Before I got published, I was too impatient and too practical to get involved in a creative writing program. And from what I've just read in one of those academic mailouts to graduate students and teachers of creative writing, I'm better off to have learned writing by reading and writing by myself.

One of the articles in this mailout I'm referring to suggested that students write a bio of the characters they are trying to breathe life into: physical characteristic, political and religious persuasions, family connections, etc.--you get the drift. It's no wonder that so many of these students stay on at universities till their false teeth clack, while reading yet another failed story for the teachers and other students to GONG--another F. They are writing characters born on paper rather than born from flesh. Real characters are born from real people.

I'm not suggesting that you write about your family and friends, but I am suggesting that you write about their types. Nadine Gordimer, loosely paraphrased, in a recent NEW YORK TIMES REVIEW OF BOOKS, said that it would be impossible to create the actual person you're using as a pattern. How can you know exactly what that person thinks and feels and does in private? So there is no danger of creating an actual person. And yet by using a real person as a guideline for a character, you end up with a human-like character.

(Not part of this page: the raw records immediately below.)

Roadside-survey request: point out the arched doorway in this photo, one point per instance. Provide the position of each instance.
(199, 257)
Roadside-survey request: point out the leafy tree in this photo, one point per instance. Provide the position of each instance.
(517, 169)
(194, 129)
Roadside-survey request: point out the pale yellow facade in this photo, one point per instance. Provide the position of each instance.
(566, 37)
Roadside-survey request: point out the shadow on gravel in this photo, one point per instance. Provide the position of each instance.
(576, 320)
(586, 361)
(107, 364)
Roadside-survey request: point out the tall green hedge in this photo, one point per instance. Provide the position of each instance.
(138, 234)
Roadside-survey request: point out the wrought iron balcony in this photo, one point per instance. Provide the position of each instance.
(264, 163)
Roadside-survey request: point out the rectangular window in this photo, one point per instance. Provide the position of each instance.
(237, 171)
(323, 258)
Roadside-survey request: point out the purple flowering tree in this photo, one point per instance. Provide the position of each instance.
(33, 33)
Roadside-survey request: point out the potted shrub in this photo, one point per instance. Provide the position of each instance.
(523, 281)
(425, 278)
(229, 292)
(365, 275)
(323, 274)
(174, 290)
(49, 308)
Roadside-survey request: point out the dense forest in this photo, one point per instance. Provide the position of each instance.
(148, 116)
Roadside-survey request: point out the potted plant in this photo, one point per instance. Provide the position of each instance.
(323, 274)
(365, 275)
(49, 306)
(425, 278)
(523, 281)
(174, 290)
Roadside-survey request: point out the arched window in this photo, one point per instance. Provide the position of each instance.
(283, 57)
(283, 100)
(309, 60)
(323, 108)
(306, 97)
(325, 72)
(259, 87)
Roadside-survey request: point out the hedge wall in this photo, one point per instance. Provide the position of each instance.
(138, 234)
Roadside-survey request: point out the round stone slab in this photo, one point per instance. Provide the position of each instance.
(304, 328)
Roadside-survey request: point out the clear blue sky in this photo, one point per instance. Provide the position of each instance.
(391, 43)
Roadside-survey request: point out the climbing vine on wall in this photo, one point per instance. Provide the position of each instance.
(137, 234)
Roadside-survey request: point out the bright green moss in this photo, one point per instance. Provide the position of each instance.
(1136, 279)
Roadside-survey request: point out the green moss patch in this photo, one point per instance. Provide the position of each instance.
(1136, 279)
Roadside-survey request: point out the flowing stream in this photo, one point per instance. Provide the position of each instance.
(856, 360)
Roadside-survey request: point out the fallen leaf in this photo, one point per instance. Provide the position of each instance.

But how do you get into the skin of a character? By imagining how that person you are basing your character on would think and feel and react in a given situation. Curiosity is the cure. Before I began writing PAWPAW PATCH, I became obsessed with wondering what it would be like to be a small-town hairdresser. To be that popular and in demand. I'd never done hair in my life, except my own. But I wanted to live in that world, in that cottage beauty shop. I wanted to be Chanell--a bit glamorous, a bit world-wise, always the focus of her customers. I wondered what would happen if her popularity turned around and suddenly, because of some rumor I didn't yet know, her customers deserted her. How would she handle the rumor? I often write about women who are as passionate about their professions as I am about writing.